ARJUN SINGH Vs. SINGESHWAR CHOUDHARY
LAWS(PAT)-1960-4-20
HIGH COURT OF PATNA
Decided on April 02,1960

ARJUN SINGH Appellant
VERSUS
SINGESHWAR CHOUDHARY Respondents


Cited Judgements :-

KAILASH NATH AGARWAL VS. AMAR NATH AGARWAL [LAWS(ALL)-1968-1-10] [REFERRED TO]
RAM DULARE YADAV VS. STATE OF U P [LAWS(ALL)-1971-1-30] [REFERRED TO]
Bishun Yadav VS. Jugal Kishore Chandhary [LAWS(PAT)-1979-8-29] [REFERRED TO]
MAHESH THAKUR AND SIX ORS. VS. LAKSHMAN PD. THAKUR AND ANR. [LAWS(PAT)-1971-3-8] [REFERRED TO]


JUDGEMENT

Kanhaiya Singh, J. - (1.)This is an application in revision against the order of the Subdivisional Magistrate, Khagaria dated the 19th December, 1958 in a proceeding under Section 145. Code of Criminal Procedure. By this order, he declared the first party to be in possession of the disputed land.
(2.)One of the points taken by the learned counsel in support of this application is that the affidavits tiled by the parties have not been taken into consideration by the learned Magistrate, Learned counsel referred to the following observations of the learned Magistrate:--
"A large number of affidavits have been filed on behalf of both the parties. There are thus men from both the sides to swear on oath that the land in dispute belongs to this party and that party. There is oath against oath and affidavits against affidavits. It is difficult to attach any value to these oaths and affidavits."
It will appear from the above that the learned Magistrate has ignored the affidavits altogether and has taken into consideration the documents and other circumstances of the case. No doubt, he preferred his judgment by saying that he was going to consider the affidavits and other circumstances relating to the possession of the disputed land by one or the other party but as will appear from the above, the affidavits have not been considered. If the affidavits are ignored, it is difficult to understand on what evidence the question of possession will be decided. Both the parties have no doubt filed documents and there may be some circumstances but by themselves they are inadequate to establish possession. They may be taken into consideration in support of one or the other version given by one or the other party but the documents by themselves cannot and do not establish possession.

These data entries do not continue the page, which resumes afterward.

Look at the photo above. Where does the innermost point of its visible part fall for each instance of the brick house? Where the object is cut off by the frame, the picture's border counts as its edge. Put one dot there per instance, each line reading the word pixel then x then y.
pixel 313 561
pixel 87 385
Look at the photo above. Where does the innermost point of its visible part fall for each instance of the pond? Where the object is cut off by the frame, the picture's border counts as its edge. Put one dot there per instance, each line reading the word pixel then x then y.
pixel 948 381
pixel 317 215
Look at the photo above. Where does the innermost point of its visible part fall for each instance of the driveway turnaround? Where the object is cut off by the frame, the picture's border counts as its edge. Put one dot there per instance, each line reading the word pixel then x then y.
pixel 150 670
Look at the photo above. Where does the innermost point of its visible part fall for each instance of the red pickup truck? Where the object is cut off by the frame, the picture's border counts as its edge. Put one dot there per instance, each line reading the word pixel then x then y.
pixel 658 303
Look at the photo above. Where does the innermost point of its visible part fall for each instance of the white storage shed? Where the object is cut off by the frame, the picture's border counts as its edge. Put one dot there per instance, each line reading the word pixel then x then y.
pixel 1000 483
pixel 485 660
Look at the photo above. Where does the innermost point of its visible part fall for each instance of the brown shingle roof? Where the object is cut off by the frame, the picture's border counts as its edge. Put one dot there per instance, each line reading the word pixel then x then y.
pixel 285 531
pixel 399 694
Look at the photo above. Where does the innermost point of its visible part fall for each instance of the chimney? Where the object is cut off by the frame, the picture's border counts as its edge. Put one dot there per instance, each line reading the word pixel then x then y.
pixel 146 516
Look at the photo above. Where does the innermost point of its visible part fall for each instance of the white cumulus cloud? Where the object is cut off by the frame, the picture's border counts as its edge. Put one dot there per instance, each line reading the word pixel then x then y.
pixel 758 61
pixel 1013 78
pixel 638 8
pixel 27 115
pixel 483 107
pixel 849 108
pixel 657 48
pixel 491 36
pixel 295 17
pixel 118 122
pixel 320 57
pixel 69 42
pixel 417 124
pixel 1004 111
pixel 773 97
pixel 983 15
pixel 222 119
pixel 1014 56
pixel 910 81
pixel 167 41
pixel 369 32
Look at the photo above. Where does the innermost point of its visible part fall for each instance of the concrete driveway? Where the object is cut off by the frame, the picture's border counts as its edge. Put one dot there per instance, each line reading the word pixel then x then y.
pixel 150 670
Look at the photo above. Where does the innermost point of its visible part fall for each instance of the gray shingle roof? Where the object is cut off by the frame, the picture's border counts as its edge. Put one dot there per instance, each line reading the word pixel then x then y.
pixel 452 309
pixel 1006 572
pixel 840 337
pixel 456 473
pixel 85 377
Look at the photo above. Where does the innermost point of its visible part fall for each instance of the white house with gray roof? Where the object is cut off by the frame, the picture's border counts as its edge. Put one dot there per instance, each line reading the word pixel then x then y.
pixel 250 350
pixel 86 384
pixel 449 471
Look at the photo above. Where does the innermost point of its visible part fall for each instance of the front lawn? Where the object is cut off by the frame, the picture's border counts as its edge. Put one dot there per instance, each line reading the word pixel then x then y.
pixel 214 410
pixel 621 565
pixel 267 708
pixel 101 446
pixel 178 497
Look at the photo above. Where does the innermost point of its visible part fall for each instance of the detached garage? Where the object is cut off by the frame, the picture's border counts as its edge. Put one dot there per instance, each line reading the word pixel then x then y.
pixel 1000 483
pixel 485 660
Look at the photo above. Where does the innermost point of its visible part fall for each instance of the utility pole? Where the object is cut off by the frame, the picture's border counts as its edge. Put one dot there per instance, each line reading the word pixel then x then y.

For establishing possession one has to refer to the affidavits. At present in deciding a proceeding under Section 145, Code of Criminal Procedure, the parties have been permitted to adduce evidence by means of affidavits and affidavits cannot be ignored in the manner as has been done by the learned Subdivisional Magistrate. He had to consider the affidavits and give reasons for accepting the affidavits of one or the other party. He cannot ignore the affidavits and base his finding of possession on documents or other circumstances. To that extent his judgment is entirely vitiated and it must be said that there is no legal basis for the finding of possession recorded by the learned Magistrate. On this one ground alone the order of the learned Magistrate cannot be sustained.
(3.)In the result, this application is allowed, the order of the learned Magistrate dated the 19th December, 1958 is set aside and the case is sent back for disposal in accordance with law.